To utilize National Surgical Quality Improvement Program (NSQIP) data to evaluate patient outcomes in otolaryngology-head and neck surgery.

STUDY DESIGN:

Retrospective medical chart abstraction of patients undergoing major surgical procedures in the inpatient and outpatient setting.

SETTING:

Academic/teaching hospitals with more than 500 beds.

SUBJECTS AND METHODS:

The American College of Surgeons NSQIP collects data on 135 variables including preoperative risk factors, intraoperative variables, and 30-day-postoperative mortality and morbidity outcomes for patients undergoing major surgical procedures in the inpatient and outpatient setting.

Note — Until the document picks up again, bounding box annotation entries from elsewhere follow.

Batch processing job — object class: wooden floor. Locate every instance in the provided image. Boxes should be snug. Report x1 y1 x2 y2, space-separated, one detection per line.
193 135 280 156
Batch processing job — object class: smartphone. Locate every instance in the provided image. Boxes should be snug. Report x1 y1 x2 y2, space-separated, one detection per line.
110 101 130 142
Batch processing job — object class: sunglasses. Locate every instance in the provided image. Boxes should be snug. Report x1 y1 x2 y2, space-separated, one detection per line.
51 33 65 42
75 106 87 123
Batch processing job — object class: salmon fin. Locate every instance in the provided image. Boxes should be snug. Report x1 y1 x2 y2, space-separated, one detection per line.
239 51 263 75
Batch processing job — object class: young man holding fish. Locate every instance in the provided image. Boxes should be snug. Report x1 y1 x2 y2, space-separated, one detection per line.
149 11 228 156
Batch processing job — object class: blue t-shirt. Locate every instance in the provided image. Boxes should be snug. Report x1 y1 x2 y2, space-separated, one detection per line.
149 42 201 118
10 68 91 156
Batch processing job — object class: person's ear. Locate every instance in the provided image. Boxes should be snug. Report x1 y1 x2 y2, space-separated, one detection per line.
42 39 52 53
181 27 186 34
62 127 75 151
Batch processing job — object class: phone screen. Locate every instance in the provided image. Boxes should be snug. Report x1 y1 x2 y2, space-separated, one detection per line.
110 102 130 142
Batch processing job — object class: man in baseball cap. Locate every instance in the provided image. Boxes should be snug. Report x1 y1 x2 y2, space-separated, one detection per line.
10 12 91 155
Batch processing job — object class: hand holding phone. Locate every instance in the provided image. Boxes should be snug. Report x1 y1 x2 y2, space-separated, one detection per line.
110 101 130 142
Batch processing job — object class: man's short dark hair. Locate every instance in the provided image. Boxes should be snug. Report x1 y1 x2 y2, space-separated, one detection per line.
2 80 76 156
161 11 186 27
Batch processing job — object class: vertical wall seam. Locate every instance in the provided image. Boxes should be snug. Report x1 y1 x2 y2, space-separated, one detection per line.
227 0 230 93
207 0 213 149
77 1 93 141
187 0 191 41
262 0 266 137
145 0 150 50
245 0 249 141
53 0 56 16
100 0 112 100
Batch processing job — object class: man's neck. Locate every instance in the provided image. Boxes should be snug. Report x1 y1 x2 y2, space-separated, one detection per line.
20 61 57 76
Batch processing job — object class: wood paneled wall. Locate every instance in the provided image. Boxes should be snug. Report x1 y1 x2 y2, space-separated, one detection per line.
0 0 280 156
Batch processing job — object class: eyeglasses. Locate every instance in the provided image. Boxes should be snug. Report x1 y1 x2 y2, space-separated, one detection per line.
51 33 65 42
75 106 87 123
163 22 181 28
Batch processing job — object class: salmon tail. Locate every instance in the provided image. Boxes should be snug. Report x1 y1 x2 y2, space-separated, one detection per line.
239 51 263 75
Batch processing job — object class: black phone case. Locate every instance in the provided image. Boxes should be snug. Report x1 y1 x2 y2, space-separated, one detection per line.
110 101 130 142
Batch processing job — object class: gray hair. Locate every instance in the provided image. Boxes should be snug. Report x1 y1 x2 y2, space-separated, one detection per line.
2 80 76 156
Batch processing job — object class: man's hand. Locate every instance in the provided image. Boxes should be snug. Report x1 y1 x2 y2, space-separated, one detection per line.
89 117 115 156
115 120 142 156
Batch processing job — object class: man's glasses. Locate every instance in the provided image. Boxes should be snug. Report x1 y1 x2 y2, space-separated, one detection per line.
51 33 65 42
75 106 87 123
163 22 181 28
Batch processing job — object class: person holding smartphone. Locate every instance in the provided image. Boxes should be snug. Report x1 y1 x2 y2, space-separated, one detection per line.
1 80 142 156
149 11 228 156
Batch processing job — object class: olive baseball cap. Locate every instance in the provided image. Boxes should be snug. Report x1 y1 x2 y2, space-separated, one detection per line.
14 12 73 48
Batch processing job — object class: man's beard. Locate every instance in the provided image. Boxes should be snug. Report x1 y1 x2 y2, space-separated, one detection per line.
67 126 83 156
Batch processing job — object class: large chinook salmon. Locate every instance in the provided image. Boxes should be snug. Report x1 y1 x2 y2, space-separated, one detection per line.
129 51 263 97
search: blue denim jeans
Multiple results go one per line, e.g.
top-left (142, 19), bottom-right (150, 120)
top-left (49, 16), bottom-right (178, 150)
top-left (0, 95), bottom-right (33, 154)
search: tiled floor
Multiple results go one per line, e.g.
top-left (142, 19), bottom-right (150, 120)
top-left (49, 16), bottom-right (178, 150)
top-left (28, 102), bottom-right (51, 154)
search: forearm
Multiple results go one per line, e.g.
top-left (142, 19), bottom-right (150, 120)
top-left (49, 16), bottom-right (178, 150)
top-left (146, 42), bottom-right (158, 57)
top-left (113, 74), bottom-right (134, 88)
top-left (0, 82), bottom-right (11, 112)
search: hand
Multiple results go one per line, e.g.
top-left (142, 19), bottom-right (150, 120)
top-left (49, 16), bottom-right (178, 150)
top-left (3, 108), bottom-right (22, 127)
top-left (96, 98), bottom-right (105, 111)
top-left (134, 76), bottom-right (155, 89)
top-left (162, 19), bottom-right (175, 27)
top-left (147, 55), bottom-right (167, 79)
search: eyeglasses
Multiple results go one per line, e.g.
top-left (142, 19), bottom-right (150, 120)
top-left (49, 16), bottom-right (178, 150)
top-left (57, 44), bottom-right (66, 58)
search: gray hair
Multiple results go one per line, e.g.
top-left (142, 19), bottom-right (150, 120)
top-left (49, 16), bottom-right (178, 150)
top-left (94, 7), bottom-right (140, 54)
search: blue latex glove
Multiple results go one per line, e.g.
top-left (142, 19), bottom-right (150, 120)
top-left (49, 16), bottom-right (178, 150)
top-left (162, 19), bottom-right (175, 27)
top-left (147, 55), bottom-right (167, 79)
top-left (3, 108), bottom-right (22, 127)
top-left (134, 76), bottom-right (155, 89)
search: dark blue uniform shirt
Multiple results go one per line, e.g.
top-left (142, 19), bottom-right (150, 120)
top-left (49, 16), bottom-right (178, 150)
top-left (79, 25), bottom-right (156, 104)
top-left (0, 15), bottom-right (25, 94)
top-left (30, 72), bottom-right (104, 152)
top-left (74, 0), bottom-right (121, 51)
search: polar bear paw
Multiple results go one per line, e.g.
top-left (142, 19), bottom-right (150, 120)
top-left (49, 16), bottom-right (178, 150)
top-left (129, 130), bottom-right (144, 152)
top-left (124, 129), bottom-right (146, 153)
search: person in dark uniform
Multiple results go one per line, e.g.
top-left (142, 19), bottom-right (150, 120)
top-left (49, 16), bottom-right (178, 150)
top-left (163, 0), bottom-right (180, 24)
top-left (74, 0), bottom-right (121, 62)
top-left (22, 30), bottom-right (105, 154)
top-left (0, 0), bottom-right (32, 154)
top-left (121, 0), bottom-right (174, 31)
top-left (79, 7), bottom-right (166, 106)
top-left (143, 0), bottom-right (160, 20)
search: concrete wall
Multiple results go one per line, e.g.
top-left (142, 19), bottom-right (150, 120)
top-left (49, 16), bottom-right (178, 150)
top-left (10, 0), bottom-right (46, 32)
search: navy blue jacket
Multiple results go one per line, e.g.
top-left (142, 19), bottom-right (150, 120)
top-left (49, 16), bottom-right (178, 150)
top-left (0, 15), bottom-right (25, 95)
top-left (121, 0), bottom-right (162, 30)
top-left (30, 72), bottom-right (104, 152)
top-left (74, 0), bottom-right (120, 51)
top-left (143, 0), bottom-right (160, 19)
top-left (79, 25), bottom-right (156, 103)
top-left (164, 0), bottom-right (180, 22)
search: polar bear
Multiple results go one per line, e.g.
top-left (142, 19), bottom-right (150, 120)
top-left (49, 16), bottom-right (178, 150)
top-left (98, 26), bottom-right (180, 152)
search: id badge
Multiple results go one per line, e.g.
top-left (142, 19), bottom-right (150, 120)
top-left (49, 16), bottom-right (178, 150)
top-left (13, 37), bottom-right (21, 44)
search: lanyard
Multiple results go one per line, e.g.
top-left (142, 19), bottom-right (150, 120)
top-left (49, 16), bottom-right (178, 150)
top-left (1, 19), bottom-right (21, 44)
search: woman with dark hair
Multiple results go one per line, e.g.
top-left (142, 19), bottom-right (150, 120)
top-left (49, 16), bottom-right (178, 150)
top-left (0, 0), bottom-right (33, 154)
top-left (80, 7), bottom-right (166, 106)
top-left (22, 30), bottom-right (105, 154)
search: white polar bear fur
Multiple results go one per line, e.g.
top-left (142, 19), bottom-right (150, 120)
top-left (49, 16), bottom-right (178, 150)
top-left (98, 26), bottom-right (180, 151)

As of August 2008, there are currently 47 hospitals submitting data for otolaryngology-head and neck surgery.

RESULTS:

Opportunities for improvement were identified in respiratory, wound, and venothromboembolic (VTE) occurrences. Implementation of a standardized VTE and perioperative protocol resulted in a decreased length of stay and observed-to-expected (O/E) morbidity and mortality for all surgical services.

CONCLUSION:

NSQIP reports form the basis for quality improvement with targeted interventions in areas of concern that result in changes in patient care processes. The reports are composed of outcomes-based, risk-adjusted data that are submitted by participating hospitals and have recently included data for otolaryngology-head and neck surgery. Actions taken based on NSQIP data demonstrate improvements in patient morbidity and mortality, decreased length of stay, and decreased hospital costs. In a time of increased scrutiny of health care costs and outcomes, NSQIP is an important tool for surgeons to improve quality and decrease costs.

PMID:
20620615
DOI:
10.1016/j.otohns.2010.02.017
[Indexed for MEDLINE]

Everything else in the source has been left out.